Six in 10 polled CCOs report “their company’s technology infrastructure has not been analyzed to confirm it aligns with compliance requirements or they were unsure of such alignment,” notes a statement Monday from KPMG LLP, the independent U.S. member firm of KPMG International Cooperative.

That percentage was matched by about 60% of respondents saying they are unsure as to whether their technology infrastructure is proactively adapted to align with regulatory changes, the statement adds.

The survey, which reflects the input of CCOs from 62 major U.S. organizations across seven industries, asked respondents about their compliance activities and addressed, among other compliance elements, risk assessment, governance and culture, technology and data analytics, and monitoring/testing.

Many organizations “are not effectively using technology and data and analytics to take a proactive approach to compliance and to prepare for and adapt to regulatory change,” notes the report, The Compliance Journey – Boosting the Value of Compliance in a Changing Regulatory Climate.

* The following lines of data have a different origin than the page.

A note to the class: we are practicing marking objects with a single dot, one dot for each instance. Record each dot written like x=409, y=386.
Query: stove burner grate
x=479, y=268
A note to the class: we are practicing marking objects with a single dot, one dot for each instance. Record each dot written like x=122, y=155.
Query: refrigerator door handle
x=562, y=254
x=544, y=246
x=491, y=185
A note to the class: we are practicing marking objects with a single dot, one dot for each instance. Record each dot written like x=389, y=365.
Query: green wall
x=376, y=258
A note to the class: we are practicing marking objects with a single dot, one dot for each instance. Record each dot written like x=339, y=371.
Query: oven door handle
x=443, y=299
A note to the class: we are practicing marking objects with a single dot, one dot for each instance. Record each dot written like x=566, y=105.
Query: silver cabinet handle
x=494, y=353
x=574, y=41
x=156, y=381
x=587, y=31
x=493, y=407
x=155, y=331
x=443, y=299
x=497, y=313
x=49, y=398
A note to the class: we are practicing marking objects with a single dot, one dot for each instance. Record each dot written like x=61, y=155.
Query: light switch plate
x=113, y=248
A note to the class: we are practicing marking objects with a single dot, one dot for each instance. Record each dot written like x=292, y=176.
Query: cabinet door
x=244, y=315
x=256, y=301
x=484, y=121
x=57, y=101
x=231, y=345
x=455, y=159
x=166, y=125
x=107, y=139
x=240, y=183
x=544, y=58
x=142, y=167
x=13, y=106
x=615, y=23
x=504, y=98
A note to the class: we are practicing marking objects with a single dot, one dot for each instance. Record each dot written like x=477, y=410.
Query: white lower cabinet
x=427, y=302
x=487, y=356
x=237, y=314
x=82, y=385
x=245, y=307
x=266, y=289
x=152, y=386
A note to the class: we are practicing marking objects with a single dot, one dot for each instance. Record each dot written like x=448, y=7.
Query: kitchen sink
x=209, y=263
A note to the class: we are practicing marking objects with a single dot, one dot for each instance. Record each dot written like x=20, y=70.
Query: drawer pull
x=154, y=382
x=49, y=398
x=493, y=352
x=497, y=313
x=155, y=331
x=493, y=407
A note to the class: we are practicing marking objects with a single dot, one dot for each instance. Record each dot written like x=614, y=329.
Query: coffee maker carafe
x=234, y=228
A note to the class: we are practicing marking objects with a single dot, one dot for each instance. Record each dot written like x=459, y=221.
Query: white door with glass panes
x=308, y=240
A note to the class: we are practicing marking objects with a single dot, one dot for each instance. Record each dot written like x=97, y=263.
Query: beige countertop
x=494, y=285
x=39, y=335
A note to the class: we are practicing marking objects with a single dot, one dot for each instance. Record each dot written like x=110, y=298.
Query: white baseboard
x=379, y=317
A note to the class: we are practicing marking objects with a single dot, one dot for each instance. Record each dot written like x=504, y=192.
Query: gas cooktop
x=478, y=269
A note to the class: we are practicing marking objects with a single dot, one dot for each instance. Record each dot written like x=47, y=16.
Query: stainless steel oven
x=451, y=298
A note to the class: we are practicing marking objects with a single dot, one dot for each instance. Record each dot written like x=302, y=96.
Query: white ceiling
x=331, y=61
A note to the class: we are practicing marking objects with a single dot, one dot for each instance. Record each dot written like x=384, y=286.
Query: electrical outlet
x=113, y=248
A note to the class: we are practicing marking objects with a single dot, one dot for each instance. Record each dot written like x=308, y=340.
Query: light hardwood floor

That is clearly important, the report points out, since “technology and data and analytics can help organizations be more proactive in compliance efforts and address weaknesses before they escalate to compliance issues.”

Across nine components, organizations, generally, report having strong programs in governance and culture; policies and procedures; and communication and training.

However, program components needing the greatest improvement include technology and data analytics; monitoring and testing; and people, skills and due diligence.

For many CCOs looking to enhance their programs, the “regulatory uncertainty can make it challenging to identify where to prioritize their compliance efforts,” the report states.

Other survey findings include the following:

  • despite the quickening pace of regulatory change globally, just 27% of polled CCOs strongly agree their compliance function has a change management process in place to identify and incorporate changes in laws and regulations into their policies and procedures;
  • 36% do not know (or disagree) their lines of business management take ownership of the compliance culture and agenda;
  • 31% do not know (or do not communicate) conduct and culture lessons across their organizations;
  • 39% do not consider (or do not know if their organization considers) employee adherence to compliance policies and procedures as a factor in performance ratings and compensation decisions;
  • only 69% say their organization leverages technology to support its compliance initiatives; and
  • 47% say they use data analytics and other technology processes to conduct root cause and trending analysis.

More positively, over 90% of CCOs report their board or a committee of the board is adequately informed of compliance risks and mitigation efforts; at least 94% of organizations say compliance requirements are embedded within their policies and procedures; and 84% of CCOs report having a compliance risk assessment process that leverages qualitative and quantitative measurements.

Despite some ground to make up, KPMP LLP reports the rising global regulatory expectation and scrutiny of organizations’ third-party relationships is driving CCOs to further enhance their third-party risk management programs.

“CCOs understand that weaknesses to adequately assess third parties can expose their organizations to operational risk, possible government investigations and reputational damage, as well as monetary penalties and potential criminal liability,” it notes.

That said, only about half of polled organizations have a compliance monitoring process to confirm their third-party vendors adhere to compliance due diligence processes.

“Given the broad spectrum of regulatory changes anticipated from the new administration and Congress, as well as differing and changing regulatory requirements across jurisdictions, organizations should continue to focus on investing wisely in areas of their compliance practices and programs that will help them to more effectively and efficiently comply and operate,” says Amy Matsuo, a partner and regulatory risk network leader at KPMG.

“At a time when chief compliance officers are strained for budgets and resources, they can achieve efficiencies as well as improve their organization’s compliance program by leveraging technology and data and analytics to support a wide range of compliance activities including risk assessments, monitoring, testing, training, reporting and document retention,” adds Richard Girgenti, KPMG’s principal and leader of forensic advisory services for the Americas.

The many challenges in this current environment elevate the need for CCOs “to develop a risk-based strategic vision for compliance,” the report states.

“Such a vision is stronger when it is based on a robust understanding of the organization’s current regulatory environment as well as the likely trajectory of regulatory change,” it adds.

Global regulatory trends “support better corporate governance and risk management, not reversals of it,” the report emphasizes.

“Therefore, CCOs’ overall commitment to instilling and enhancing a culture of compliance within their organization and their vision for further strengthening governance, compliance and risk management as part of their risk-based strategy should continue to guide them forward despite this time of uncertainty,” it notes.

“CCOs can benefit from having a five- and 10-year plan that projects what their future compliance program will need to look like, based upon existing regulatory and enforcement action trends, and continue to invest in foundational elements for this future program,” KPMG LLP adds.